The Prince Who Died Inside a Rice Box

Suwon Hwaseong Fortress was constructed by King Jeongjo (reigning 1777-1800) who was the 22nd king of the Joseon Dynasty (1392-1910). King Jeongjo built the Suwon fortress for a number of reasons: filial piety to his father, political strategy to eradicate faction struggles and use of it as a fortress of national defense to the south.

I find the most interesting reason for building the fortress to be the filial piety (Confucian philosophy of respect for one’s father, elders, and ancestors) to his father, Prince Sado-Seja. Before I get started on this horrific historical story, here’s a quick family tree so you can follow along.

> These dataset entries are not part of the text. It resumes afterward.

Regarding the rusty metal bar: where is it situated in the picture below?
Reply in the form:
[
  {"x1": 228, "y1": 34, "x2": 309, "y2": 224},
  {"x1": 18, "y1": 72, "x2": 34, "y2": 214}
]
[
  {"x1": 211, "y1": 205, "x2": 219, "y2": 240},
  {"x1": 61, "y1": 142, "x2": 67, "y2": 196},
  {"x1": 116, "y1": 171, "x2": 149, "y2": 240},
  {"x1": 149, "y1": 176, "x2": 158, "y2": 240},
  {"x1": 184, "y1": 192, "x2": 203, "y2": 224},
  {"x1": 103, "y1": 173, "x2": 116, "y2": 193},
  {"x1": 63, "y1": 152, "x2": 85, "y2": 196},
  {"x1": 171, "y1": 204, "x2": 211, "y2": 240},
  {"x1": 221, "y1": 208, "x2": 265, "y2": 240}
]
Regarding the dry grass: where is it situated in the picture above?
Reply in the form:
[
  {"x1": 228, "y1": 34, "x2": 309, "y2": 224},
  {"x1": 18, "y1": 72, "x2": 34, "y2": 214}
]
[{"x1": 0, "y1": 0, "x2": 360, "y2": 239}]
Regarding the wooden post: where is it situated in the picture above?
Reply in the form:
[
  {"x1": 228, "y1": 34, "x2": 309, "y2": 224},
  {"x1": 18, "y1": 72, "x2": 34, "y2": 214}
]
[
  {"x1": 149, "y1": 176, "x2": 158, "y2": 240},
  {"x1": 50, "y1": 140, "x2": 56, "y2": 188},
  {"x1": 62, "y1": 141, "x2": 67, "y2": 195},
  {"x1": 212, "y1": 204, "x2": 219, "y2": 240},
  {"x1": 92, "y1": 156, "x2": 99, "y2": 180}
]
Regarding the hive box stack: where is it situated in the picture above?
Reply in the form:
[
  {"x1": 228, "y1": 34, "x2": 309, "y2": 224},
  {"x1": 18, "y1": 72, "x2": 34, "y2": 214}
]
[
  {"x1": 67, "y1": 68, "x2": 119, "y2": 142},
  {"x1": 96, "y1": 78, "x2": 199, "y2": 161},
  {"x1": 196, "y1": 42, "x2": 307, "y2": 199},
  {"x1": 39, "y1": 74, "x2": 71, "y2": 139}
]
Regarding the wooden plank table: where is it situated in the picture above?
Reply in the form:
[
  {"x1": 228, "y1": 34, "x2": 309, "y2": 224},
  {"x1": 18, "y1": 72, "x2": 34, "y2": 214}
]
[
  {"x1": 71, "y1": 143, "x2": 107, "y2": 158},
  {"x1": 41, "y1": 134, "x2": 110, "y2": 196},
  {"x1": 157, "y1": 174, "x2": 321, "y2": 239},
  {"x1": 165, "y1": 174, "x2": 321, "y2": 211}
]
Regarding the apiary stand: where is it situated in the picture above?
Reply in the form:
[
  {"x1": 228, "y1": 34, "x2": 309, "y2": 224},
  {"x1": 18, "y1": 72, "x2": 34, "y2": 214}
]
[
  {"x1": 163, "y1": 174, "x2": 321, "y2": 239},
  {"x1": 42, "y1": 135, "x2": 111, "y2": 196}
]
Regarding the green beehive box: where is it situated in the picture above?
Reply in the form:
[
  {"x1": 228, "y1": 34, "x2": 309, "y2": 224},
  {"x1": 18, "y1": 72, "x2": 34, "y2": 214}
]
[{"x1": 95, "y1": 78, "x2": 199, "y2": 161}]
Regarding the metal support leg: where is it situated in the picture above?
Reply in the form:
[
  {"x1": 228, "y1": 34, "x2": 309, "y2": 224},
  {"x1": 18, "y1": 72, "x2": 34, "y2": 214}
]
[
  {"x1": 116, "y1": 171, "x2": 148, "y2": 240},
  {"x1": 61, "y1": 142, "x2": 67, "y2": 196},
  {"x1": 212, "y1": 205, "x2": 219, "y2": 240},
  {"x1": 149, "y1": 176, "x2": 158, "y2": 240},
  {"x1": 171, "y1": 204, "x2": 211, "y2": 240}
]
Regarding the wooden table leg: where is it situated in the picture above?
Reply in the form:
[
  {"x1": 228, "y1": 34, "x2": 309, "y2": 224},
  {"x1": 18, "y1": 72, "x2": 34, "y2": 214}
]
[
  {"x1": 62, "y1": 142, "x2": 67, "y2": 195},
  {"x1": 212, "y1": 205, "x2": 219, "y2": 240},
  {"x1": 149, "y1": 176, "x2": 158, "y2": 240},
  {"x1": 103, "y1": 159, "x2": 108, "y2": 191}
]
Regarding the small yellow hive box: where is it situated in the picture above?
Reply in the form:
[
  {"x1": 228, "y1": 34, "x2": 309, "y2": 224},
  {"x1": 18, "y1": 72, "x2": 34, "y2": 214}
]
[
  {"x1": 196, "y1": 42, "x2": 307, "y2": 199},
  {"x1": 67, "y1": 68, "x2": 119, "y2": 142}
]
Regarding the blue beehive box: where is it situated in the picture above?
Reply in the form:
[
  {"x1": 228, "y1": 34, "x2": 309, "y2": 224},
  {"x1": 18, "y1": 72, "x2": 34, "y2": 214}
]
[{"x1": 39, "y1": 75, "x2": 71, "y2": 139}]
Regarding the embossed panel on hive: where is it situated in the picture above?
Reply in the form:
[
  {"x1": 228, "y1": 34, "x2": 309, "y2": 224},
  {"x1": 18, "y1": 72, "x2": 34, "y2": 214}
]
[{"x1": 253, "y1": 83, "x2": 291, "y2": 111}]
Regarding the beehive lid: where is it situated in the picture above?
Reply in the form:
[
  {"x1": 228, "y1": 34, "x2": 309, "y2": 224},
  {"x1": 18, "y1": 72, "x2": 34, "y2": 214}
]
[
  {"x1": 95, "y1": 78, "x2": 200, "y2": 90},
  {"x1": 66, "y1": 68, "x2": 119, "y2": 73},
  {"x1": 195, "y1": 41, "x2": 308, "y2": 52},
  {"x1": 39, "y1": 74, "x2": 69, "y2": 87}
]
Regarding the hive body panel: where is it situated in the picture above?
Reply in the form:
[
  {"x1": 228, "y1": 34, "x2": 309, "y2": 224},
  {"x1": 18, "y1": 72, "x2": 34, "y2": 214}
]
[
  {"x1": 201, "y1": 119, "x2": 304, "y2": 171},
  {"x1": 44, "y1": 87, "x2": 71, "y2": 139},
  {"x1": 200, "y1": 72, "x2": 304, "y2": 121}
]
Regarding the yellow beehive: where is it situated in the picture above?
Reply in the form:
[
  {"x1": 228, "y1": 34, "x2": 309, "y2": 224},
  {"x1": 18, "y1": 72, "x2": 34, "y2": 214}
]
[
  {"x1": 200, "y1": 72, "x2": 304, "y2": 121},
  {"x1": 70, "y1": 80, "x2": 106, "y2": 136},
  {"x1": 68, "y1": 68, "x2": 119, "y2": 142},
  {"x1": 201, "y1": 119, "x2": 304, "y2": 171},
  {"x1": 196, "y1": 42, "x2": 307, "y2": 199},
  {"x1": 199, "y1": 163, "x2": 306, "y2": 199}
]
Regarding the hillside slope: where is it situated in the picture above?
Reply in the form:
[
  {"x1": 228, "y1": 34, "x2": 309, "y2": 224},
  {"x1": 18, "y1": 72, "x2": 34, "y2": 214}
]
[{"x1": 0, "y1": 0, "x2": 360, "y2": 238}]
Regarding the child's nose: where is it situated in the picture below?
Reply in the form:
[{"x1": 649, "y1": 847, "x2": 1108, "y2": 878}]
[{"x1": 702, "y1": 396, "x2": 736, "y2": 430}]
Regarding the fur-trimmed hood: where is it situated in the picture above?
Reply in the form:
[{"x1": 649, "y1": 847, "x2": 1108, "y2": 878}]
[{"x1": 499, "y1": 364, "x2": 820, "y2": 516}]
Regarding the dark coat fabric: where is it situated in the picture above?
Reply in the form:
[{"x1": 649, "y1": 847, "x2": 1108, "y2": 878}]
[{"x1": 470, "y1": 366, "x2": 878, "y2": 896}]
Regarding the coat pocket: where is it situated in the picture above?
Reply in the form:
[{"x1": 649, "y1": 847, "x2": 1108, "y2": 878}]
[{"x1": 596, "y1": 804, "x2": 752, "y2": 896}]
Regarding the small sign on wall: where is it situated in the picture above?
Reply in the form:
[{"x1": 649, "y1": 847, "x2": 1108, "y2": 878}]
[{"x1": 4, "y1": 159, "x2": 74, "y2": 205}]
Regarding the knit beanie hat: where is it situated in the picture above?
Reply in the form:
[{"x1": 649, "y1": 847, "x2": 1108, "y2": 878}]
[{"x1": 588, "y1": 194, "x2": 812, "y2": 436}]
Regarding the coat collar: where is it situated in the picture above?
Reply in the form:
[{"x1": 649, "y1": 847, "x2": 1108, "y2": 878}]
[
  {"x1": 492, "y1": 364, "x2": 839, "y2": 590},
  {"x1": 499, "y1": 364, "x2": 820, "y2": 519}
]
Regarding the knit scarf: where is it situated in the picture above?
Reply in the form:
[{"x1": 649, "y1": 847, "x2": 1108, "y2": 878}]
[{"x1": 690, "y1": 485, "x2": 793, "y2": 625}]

Slide1 So here’s the scoop. King Yeongjo (grandfather to King Jeongjo), wise enough to see the end of his reign approaching, turned over the daily administration of government to his favorite son, Sado-Seja. Although probably a good idea, the king’s court was split by factionalism. Two groups formed, one supporting the king whom they wished would retake his throne, the other group pushing for Sado-Seja to completely take over the rule of Korea. Those supporting the king whispered what were probably untruths in his ear, stating that Sado-Seja was overtaxing the people, participating in horrific adulterous behaviors and even had plans to kill Yeongjo and seize the throne.

The king called for his son to appear in front of him for punishment, to which Sado-Seja dutifully obeyed. Once in his father’s presence, Sado-Seja was stripped of his office, sealed up in a rice chest and left in front of the Seonim Gate in the hot July sun without food or water.

Although it took the prince nine days to die, the chest was opened 21 days later. It is said that the body showed no signs decomposition (of course I don’t believe this), and was strangely cold. Many people took this as a sign from heaven that Sado-Seja was innocent. Although the old king realized his error, it was obviously too late.

When King Yeongjo died, his grandson, Jeongjo, became king. Jeongjo couldn’t stand the being in the original capital in Seoul, given the fate of his father, and so he moved the government to Suwon.

The gates of the fortress suffered though the Japanese Occupation Era (1910-1945),CJT_2561c and the Korean War (1950-1953), when many parts of the fortress were destroyed or lost. But, it was during 1975-1979 that most of the reconstruction of these areas were rebuilt or repaired. Here is a photo I took of Paldalmun Gate last month, which is the southern gate. “A plaque of the names of those who helped build the structure are located on the right wall. Surrounding one side is a crescent-shaped wall known as a ongseong. This secondary wall adds protection to the main wall which was often attacked by enemies with logs. The passageway was purposely made wide enough to allow the king’s vehicles and horses to pass through (reference #3).” As you can see, the city has grown around this and the other four gates. When originally built, the walls of the fortress would extend from either side of this gate as they would from the other gates.

The walls of the fortress have remained almost completely intact since first constructed 200 years ago. I have walked the circumference of the entire perimeter wall. It took me half a day to make it all the way around.

The Suwon Hwaseong Fortress was designated as the Historical Remains No. 3 in Korea and was chosen to be registered as a UNESCO World Heritage in December 1997.